I cittadini sono quasi tutti arrabbiati con Acea e dunque i sindaci preferiscono sparare su Acea e basta, a priori. Perchè la gente è arrabbiata con Acea? Soprattutto per due questioni: i frequenti disservizi ed il caro bollette. Due questioni che mandano su tutte le furie gli utenti. E ci mancherebbe, aggiungo. Ma la domanda è: la votazione di questa assemblea migliorerà il servizio? Abbasserà le tariffe? La risposta è no ad entrambe le domande.

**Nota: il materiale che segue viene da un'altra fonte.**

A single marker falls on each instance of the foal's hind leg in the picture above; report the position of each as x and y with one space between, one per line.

Anzi.

PERCHE’?
Sul caro bollette la gente legge l’importo e va su tutte le furie ma sappiamo bene che dietro quei costi alti ci sono ritardi ed omissioni della politica degli anni passati. Ed anche sui disservizi, il problema deriva spesso dai mancati investimenti. Fermo restando, ripeto, che il servizio è sicuramente carente e da migliorare e le bollette, purtroppo, oggi sono care e poco trasparenti.

PERCHE’ SOSTIENE CHE NON MIGLIORERA’ IL SERVIZIO ED I COSTI NON DIMINUIRANNO?
Perchè il no non significa che Acea torna a casa. Il problema principale rimane la mancanza totale di una controproposta. Ed anche se domani si votasse la risoluzione contrattuale, Acea resterrebbe come gestore per altri due anni, in economia. Ovvero, senza investimenti: dunque il servizio peggiorerebbe nel 2017 e 2018. Inoltre Acea comunque ha diritto a dei soldi per la risoluzione contrattuale e molto probabilmente saranno anche parecchi: ecco perchè le bollette non potranno scendere.

EPPURE MOLTI SINDACI ESULTANO PER QUESTO RISULTATO
Mi chiedo come mai chi oggi trionfa non ha mai proposto in questi mesi la sfiducia della STO, organismo che è stato ancora una volta disconosciuto e delegittimato, e non ha presentato un piano alternativo nè proposto e votato la risoluzione contrattuale.

PERCHE’ E’ AVVENUTO TUTTO QUESTO?
Succede quando la politica abdica. Una situazione analoga avvenne quando era Commissario Giuseppe Patrizi che proprio recentemente ha dichiarato che con il senno di poi un’intesa sarebbe stato un bene per tutti ma non si fece perchè la gente non avrebbe capito. La verità è che sulla difficile vicenda del servizio idrico non sempre si è scelta la strada migliore e che maggiormente tutelasse i cittadini, ma si è più spesso preferito andare alla guerra santa contro Acea perché è politicamente ed elettoralmente più redditizia. Tanto, alla fine, se le cose si mettono male sono i cittadini a pagare quando chi avrà cavalcato la protesta facile e creato tutto ciò magari non sarà più al timone dei comuni.

COME SI ESCE DA QUESTA STORIA?
Il problema non è la risoluzione con Acea. Il problema non è chi gestisce, ma come garantire la buona gestione. Oggi invece se si manda via Acea, viene un nuovo gestore. O meglio, si deve indire una nuova gara europea, a cui Acea può anche partecipare, quindi non è nemmeno detto che vada via. Se si vuole veramente l’acqua pubblica, bisogna modificare la legge che prevede, oggi, che l’acqua è pubblica e la gestione è privata. Quindi intervenire in pressing sul Parlamento, non nelle assemblee dei sindaci a fare le passerelle elettorali.